From: Jan Kiszka <jan.kiszka@domain.hid>
To: Gilles Chanteperdrix <gilles.chanteperdrix@xenomai.org>
Cc: xenomai-core <xenomai@xenomai.org>,
"Cornelius Köpp" <Cornelius.Koepp@domain.hid>
Subject: Re: [Xenomai-core] latencys drifting into negative (Xenomai 2.4.2/2.4.3)
Date: Thu, 03 Apr 2008 14:50:39 +0200 [thread overview]
Message-ID: <47F4D29F.4020500@domain.hid> (raw)
In-Reply-To: <2ff1a98a0804030527r5d41efafg4aa6a464373711cc@domain.hid>
[-- Attachment #1: Type: text/plain, Size: 4877 bytes --]

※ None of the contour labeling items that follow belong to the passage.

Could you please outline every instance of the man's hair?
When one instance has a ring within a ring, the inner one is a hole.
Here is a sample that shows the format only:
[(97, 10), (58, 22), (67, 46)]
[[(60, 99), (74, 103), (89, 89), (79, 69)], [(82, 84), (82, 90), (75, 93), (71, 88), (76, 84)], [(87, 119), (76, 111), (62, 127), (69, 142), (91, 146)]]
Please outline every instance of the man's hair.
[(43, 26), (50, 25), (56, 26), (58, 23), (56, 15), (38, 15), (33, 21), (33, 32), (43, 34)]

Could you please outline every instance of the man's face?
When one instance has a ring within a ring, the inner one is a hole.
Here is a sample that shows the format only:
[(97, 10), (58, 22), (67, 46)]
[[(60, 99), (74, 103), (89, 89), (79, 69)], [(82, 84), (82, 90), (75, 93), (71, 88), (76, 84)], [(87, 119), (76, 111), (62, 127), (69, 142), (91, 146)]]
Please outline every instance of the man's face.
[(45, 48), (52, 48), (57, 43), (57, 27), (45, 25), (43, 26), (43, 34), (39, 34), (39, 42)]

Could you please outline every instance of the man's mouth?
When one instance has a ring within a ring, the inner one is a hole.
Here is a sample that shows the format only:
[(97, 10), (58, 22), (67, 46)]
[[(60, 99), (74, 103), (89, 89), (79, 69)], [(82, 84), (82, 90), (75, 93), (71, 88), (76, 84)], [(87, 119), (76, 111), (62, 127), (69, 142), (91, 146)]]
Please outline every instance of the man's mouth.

Gilles Chanteperdrix wrote:
> On Thu, Apr 3, 2008 at 2:17 PM, Jan Kiszka <jan.kiszka@domain.hid> wrote:
>> Sebastian Smolorz wrote:
>>
>>> Gilles Chanteperdrix wrote:
>>>
>>>> On Wed, Apr 2, 2008 at 5:58 PM, Sebastian Smolorz
>>>> <smolorz@domain.hid> wrote:
>>>>
>>>>> Jan Kiszka wrote:
>>>>> > Sebastian Smolorz wrote:
>>>>> >> Jan Kiszka wrote:
>>>>> >>> Cornelius Köpp wrote:
>>>>> >>>> I talked with Sebastian Smolorz about this and he builds his own
>>>>> >>>> independent kernel-config to check. He got the same
>> drifting-effect
>>>>> >>>> with Xenomai 2.4.2 and Xenomai 2.4.3 running latency over
>> several
>>>>> >>>> hours. His kernel-config ist attached as
>>>>> >>>> 'config-2.6.24-xenomai-2.4.3__ssm'.
>>>>> >>>>
>>>>> >>>> Our kernel-configs are both based on a config used with Xenomai
>> 2.3.4
>>>>> >>>> and Linux 2.6.20.15 without any drifting effects.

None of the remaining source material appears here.